- Directed by: Ramesh Varma
- Written by: Vardineedi Suresh Babu (dialogues) Swamy (dialogues)
- Screenplay by: Ramesh Varma
- Story by: Ramesh Varma
- Produced by: Chanti Addala
- Starring: Tarun Saloni Raja
- Cinematography: Arjun Jena
- Edited by: K. V. Krishna Reddy
- Music by: Devi Sri Prasad
- Production company: Friendly Movies
- Release date: 1 July 2005;
- Country: India
- Language: Telugu

= Oka Oorilo =

Oka Oorilo is a 2005 Indian Telugu romantic film directed by Ramesh Varma and starring Tarun, Saloni and Raja. The film's soundtrack is by Devi Sri Prasad.

==Plot==
Seenu (Tarun), Lalitha (Saloni) and Ravi (Raja) are childhood friends in a remote village. Ravi moves to town as a kid and loses contact with Seenu and Lalitha. Seenu and Lalitha grow up together and fall in love but Seenu's father opposes their love. Seenu and Lalitha run away from their homes and accidentally meet Ravi in the city.
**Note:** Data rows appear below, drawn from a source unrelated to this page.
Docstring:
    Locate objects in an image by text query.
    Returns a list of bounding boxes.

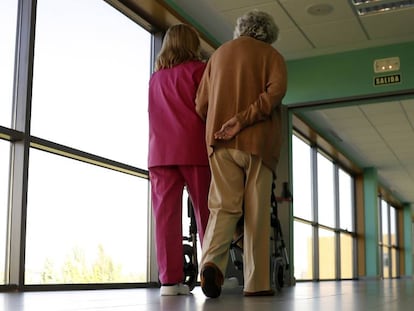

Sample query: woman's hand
[214,117,241,140]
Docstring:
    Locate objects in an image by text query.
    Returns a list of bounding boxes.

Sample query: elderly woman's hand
[214,117,241,140]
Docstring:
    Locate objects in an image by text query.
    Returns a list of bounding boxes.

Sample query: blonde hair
[155,24,201,71]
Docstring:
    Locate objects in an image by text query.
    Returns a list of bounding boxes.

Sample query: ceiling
[154,0,414,215]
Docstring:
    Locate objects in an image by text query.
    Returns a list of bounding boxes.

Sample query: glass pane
[0,0,18,127]
[292,136,313,220]
[381,200,390,245]
[318,152,335,228]
[25,149,148,284]
[391,248,398,278]
[31,0,151,169]
[293,221,313,280]
[319,229,336,280]
[382,247,390,279]
[0,139,10,284]
[339,169,354,232]
[340,233,354,279]
[390,206,398,246]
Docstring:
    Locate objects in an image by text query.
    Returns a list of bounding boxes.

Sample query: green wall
[284,42,414,105]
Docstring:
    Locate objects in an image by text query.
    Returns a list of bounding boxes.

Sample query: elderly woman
[196,11,287,298]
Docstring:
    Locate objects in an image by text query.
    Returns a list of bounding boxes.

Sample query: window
[31,0,151,169]
[19,0,151,285]
[0,0,18,127]
[317,152,335,228]
[379,197,399,278]
[0,140,10,284]
[292,136,312,220]
[25,149,148,284]
[292,136,355,280]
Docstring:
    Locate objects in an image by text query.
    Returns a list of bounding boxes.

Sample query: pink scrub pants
[149,165,210,284]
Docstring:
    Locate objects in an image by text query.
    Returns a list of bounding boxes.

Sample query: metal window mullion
[387,202,393,279]
[147,32,163,282]
[351,177,358,278]
[310,146,319,280]
[333,164,341,280]
[5,0,36,289]
[377,196,384,278]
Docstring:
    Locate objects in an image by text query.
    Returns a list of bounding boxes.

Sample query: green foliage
[40,245,134,284]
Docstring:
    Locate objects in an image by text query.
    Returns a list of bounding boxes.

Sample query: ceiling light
[307,3,334,16]
[351,0,414,15]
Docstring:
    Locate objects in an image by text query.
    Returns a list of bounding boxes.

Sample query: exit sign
[374,74,401,86]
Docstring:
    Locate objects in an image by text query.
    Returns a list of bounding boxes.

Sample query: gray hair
[233,10,279,44]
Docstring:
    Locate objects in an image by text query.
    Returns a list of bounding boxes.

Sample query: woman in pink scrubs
[148,24,210,296]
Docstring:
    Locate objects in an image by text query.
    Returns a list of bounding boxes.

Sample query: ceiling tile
[279,0,357,27]
[360,8,414,39]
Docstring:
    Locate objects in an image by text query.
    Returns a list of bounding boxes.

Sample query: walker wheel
[183,244,198,291]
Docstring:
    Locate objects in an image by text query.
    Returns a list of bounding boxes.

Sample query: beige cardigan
[196,37,287,172]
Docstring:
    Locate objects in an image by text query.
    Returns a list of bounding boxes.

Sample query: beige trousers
[201,148,272,292]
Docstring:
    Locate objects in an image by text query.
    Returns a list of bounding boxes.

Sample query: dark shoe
[200,262,224,298]
[243,289,275,297]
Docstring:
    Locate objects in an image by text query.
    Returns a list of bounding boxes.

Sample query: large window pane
[382,246,391,279]
[0,0,18,127]
[340,233,354,279]
[31,0,151,168]
[318,153,335,228]
[391,248,398,278]
[293,221,313,280]
[381,200,390,245]
[0,139,10,284]
[339,169,354,232]
[25,149,148,284]
[319,228,336,280]
[292,136,312,220]
[390,206,398,246]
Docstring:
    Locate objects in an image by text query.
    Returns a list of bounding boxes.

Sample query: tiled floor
[0,279,414,311]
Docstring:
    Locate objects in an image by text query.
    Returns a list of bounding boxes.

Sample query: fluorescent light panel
[352,0,414,15]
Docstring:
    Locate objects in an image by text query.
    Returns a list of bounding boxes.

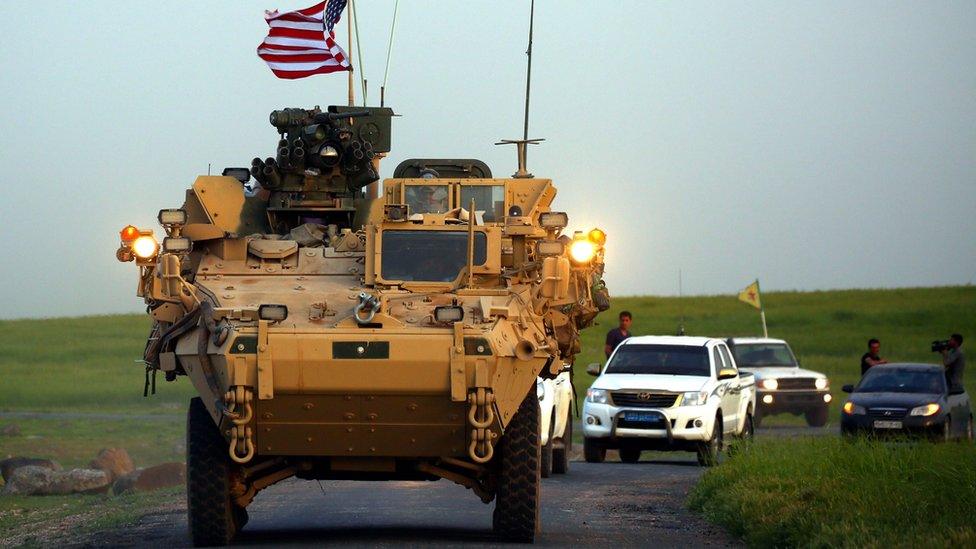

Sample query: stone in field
[88,448,135,480]
[0,465,111,496]
[0,456,61,482]
[112,462,186,494]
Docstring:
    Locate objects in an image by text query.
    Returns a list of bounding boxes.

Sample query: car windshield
[380,231,488,282]
[856,368,945,394]
[732,343,796,368]
[606,343,712,376]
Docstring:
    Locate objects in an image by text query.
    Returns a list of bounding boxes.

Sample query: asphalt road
[95,454,735,547]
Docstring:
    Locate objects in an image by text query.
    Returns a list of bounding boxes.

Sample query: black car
[840,364,973,440]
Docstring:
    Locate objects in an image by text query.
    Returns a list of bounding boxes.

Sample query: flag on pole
[258,0,352,79]
[739,280,762,310]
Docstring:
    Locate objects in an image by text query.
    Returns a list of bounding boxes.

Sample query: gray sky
[0,0,976,318]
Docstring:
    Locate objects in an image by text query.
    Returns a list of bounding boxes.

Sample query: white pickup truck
[583,336,756,466]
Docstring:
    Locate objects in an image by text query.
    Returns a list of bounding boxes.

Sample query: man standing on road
[861,337,888,377]
[942,334,966,395]
[603,311,633,358]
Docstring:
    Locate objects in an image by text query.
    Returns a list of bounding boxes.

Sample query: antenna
[495,0,545,178]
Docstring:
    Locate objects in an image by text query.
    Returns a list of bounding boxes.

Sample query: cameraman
[942,334,966,394]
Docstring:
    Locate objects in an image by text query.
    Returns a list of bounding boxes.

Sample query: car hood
[593,374,711,393]
[739,366,827,379]
[850,393,942,408]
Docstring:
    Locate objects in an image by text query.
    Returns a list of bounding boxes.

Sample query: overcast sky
[0,0,976,318]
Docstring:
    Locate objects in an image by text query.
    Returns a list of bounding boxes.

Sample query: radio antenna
[495,0,545,178]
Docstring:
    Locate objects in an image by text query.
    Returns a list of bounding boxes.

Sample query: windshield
[732,343,796,368]
[606,344,712,376]
[380,231,488,282]
[856,368,945,394]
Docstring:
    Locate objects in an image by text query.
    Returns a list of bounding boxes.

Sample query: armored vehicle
[116,107,609,545]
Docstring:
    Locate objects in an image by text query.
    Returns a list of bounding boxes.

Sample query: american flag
[258,0,352,79]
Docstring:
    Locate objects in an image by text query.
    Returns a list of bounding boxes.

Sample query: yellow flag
[739,280,762,310]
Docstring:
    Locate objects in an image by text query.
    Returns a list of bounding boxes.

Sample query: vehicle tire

Ravi gives them shelter in his home but suddenly Seenu goes amiss. The rest of the story is all about the ending of a love story that started in a village.

==Cast==

- Tarun as Seenu
- Saloni as Lalitha
- Raja as Ravi
- Sunil as Seenu's servant
- Chandra Mohan
- Naresh
- Nirosha
- Hema
- MS Narayana
- Kalpana
- Ramaraju
- Yamuna
- Muralidhar
- Master Teja
- Master Karthik
- Baby Nikshipta
- Jenny
- Mounica

==Music==
The music was composed by Devi Sri Prasad and released by Aditya Music. The song "Chandamama Okati" is reused from "Oru Dhevaloga Raani" from Maayavi.

Track listing
| No. | Title | Lyrics | Singer(s) | Length |
|---|---|---|---|---|
| 1. | "Chindulese" | Ananta Sriram | Devi Sri Prasad | 4:07 |
| 2. | "Chandamama Okati" | Devi Sri Prasad | Sumangali | 3:23 |
| 3. | "Aakasamlo" | Ananta Sriram | Karthik, Kalpana | 5:13 |
| 4. | "Ye Maikam" | Ananta Sriram | Sagar, Sumangali | 4:46 |
| 5. | "Gudu Gudu Guncham" | Ananta Sriram | Tippu, Harini | 4:10 |
| 6. | "Oka Oorilo" | Ananta Sriram | Mallikarjun | 4:36 |
| 7. | "Dingiri Dingiri" | Ananta Sriram | Murali | 5:22 |
| Total length: |  |  |  | 31:37 |

==Reception==
A critic from Sify opined that "Though the first half is entertaining, the second half drags". A critic from Idlebrain.com wrote that "When one selects such a tender story, it is very much important to establish the emotions. The emotions in this film are not established well.".